Hüseyin Bahri Alptekin sergisi bizim için kapsamlı bir proje. Vefat ettikten sonra arşivi üzerinde 3 yıl çalıştık. Kütüphanesini de satın almıştık, çok okuyan bir insandı. Şahsına özel bir kütüphanesi vardı. İçinde moleküler biolojiden sanata, seyahat kitaplarından felsefe kitaplarına çok çeşitli yayınlar vardı. Atölyesine saklanan bir sanatçı değildi, seyahatte, yolda düşünürdü. Dolayısıyla bizim meraklarımıza uygun bir sanatçıydı. Bir de, bir sanatçı vefat ettikten sonra hayatıyla nasıl uğraşılır noktası bizim için bir tecrübe oldu. Tanıdıklarıyla yapılan söyleşiler ki onların hepsi kayıt altında ve altı tanesi hazır ama 20’nin üzerinde söyleşi var, daha da devam edecek. Büyük bir sürecin parçası olarak onunla başlamak istedik. İkinci proje ars viva sergisi, genç Alman sanatçıların laboratuar konusu üzerinde yaptıkları bir proje. Laboratuar projesinin disiplinlerarası, sanatsal araştırma ögesi bizim için önemliydi. Bu proje iki Alman müzesi ile birlikte geliştirildi.

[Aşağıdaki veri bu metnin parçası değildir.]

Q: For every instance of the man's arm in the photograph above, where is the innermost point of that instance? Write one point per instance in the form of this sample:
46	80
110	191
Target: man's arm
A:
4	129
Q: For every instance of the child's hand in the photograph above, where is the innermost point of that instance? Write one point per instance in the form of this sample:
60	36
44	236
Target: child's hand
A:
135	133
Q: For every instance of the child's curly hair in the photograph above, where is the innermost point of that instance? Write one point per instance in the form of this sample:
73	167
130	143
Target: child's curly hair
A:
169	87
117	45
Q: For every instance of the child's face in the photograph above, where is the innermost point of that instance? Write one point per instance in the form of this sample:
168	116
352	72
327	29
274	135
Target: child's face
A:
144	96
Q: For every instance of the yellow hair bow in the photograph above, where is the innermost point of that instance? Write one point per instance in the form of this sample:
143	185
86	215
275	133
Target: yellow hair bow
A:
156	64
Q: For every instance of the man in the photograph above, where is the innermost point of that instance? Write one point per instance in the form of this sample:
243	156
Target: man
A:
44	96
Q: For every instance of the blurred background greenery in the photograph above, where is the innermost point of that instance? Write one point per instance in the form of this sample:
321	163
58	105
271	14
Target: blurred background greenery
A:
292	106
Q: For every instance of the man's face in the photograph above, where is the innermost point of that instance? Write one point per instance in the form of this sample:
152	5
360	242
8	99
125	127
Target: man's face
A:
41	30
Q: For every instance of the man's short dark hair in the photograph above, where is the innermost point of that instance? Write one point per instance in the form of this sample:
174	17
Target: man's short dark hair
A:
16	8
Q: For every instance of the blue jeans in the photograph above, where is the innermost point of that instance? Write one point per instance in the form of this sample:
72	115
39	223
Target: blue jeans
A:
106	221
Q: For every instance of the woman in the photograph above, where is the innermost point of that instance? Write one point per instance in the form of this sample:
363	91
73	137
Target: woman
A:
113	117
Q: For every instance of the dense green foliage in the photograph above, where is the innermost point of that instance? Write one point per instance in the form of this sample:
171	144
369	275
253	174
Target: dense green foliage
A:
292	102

Sizinle yapılan bir röportajda, 2000’li yılların sanatta kurumsallaşmaların arttığı yıllar olduğu belirtmişsiniz ki burada da bir kurumdan söz ediyoruz. Bu kurumsallaşma sizce sanat ortamına ve sanatçıya nasıl yansıyacak?
Sanatçıların kurumlara ihtiyaçları var, bazı işleri gerçekleştirmek için mekan ve fon gerekiyor. İşlerini paylaşmak için izleyiciler lazım ve sonuçta bunların tartışılması, yazılması, üzerine düşünülmesi lazım. , üç şey olmadan hakiki anlamda sağlıklı bir sanat ortamı olmuyor. Şu anda bu ortama sahip miyiz? Değiliz. Zaman alacak. Yavaş yavaş kurumlar kendileri olmaya başlıyorlar. Bu kurumların açılımının illa sanatçılara çok büyük yararı olduğundan değil ama genel olarak tabi ki yararı var. Devletin belli görevleri vardır. Sanatçısını korumayı bilen ülkelerde bir sanatçı ciddi bir yere davet edildiyse devlet kendi kurumlarıyla o sanatçıyı destekler. Bizde bu tarz bir kurumsallaşma yok. Bu tarz bir kurumsallaşmayı da özel kurumlardan beklemek de belki çok doğru değil. Çünkü herkesin kendine göre bir misyonu var. Ama sergileme ve sanat üzerine literatür üretme konusunda yapacağımız daha çok şey var. Bu sadece sanatçılar için değil, tüm kültür ve kültür yönetiminin her türlü kesimi için de geçerli.